In many ways, a condominium and a townhome are very similar. Townhomes generally share a wall or two with a neighboring townhome owner, but each owner has their own entrance. Similarly, condos also share walls and can look indistinguishable to most types of townhomes or apartment buildings. One difference that we sometimes see between a condominium and a townhome, however, has to do with the land on which they sit. In the case of a townhome, the tenant will often own the land and the townhome (but not always). Many times, in the case of a condo, the tenant owns from the sheetrock inward, but the developer or property owner owns the land on which the condominium sits. But when it comes down to it, the difference isn’t visible to the naked eye, as the difference really lies in the legal description.
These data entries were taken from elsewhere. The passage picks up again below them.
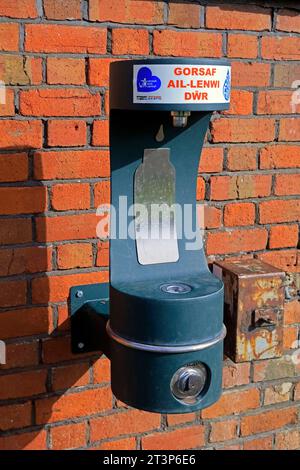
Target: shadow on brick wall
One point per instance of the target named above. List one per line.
(239, 5)
(42, 381)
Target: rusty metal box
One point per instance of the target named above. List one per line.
(253, 312)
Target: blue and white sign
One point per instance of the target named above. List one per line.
(180, 84)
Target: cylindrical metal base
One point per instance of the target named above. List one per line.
(143, 379)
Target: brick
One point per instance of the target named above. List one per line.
(200, 192)
(243, 130)
(13, 293)
(25, 441)
(279, 156)
(9, 37)
(288, 20)
(242, 46)
(69, 436)
(283, 236)
(278, 393)
(13, 167)
(274, 102)
(20, 70)
(239, 214)
(267, 421)
(101, 133)
(175, 419)
(59, 102)
(77, 255)
(240, 186)
(212, 217)
(8, 108)
(286, 74)
(21, 355)
(235, 241)
(297, 392)
(119, 444)
(70, 196)
(279, 211)
(291, 312)
(231, 447)
(130, 422)
(66, 377)
(274, 369)
(74, 227)
(241, 158)
(15, 416)
(130, 41)
(250, 74)
(287, 260)
(23, 384)
(29, 200)
(57, 349)
(233, 403)
(211, 160)
(280, 48)
(25, 260)
(101, 370)
(71, 164)
(262, 443)
(187, 44)
(290, 337)
(289, 129)
(241, 103)
(66, 133)
(15, 231)
(65, 71)
(66, 10)
(128, 11)
(19, 9)
(24, 322)
(20, 134)
(106, 103)
(61, 38)
(249, 18)
(180, 439)
(184, 16)
(102, 254)
(57, 288)
(236, 374)
(288, 440)
(98, 71)
(102, 193)
(85, 403)
(223, 430)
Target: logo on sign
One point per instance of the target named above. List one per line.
(226, 87)
(146, 82)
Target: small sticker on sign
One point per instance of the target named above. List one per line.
(218, 272)
(179, 84)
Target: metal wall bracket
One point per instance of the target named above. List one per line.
(89, 306)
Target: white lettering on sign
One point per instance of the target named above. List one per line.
(159, 83)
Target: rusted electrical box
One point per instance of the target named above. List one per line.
(254, 300)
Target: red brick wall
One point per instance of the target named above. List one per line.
(54, 171)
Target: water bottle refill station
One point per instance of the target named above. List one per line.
(160, 318)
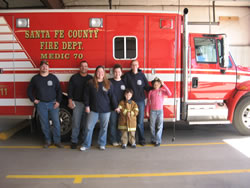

The common misconception is that these are architectural styles when in fact they’re types of ownership. 

Herein lies a challenge that we can sometimes see with condos. Because the land is not owned by the tenant, it may be slightly more difficult to find financing for a condo. Additionally, the condominium may have a homeowners’ association (HOA). HOA fees cover the external expenses of lawn care, snow removal, exterior maintenance and other aspects of exterior care, which will add to your monthly mortgage. HOAs are not isolated to condominiums, though. There are neighborhoods of single family homes and townhomes with HOAs as well, so don’t let that be a deterrent. 

Knowing the differences between a condominium, townhome, and single family home is the first step toward making the right decision for your situation. Understanding the differences in resale is an important second step. Selling any of the three types of properties truly depends on the market. During a slower market, condos and townhomes may be harder to sell. Just like owning and buying a unique single family home limits the number of buyers interested in the property, condos and townhomes attract a smaller pool of potential buyers; the key is finding the right one. Often condos and townhouses are appealing to buyers who do not have time or interest in managing the exterior care of a property.

Regardless of property-type, resale is always a case-by-case situation. A well-kept property that is priced appropriately is consistently going to attract more interest than one that has not been maintained or is priced too high.This is true of single family homes, condominiums, or townhomes. Each choice you make when purchasing property changes the potential pool of buyers for future resale. For the right person, however, your home may be just the one for them.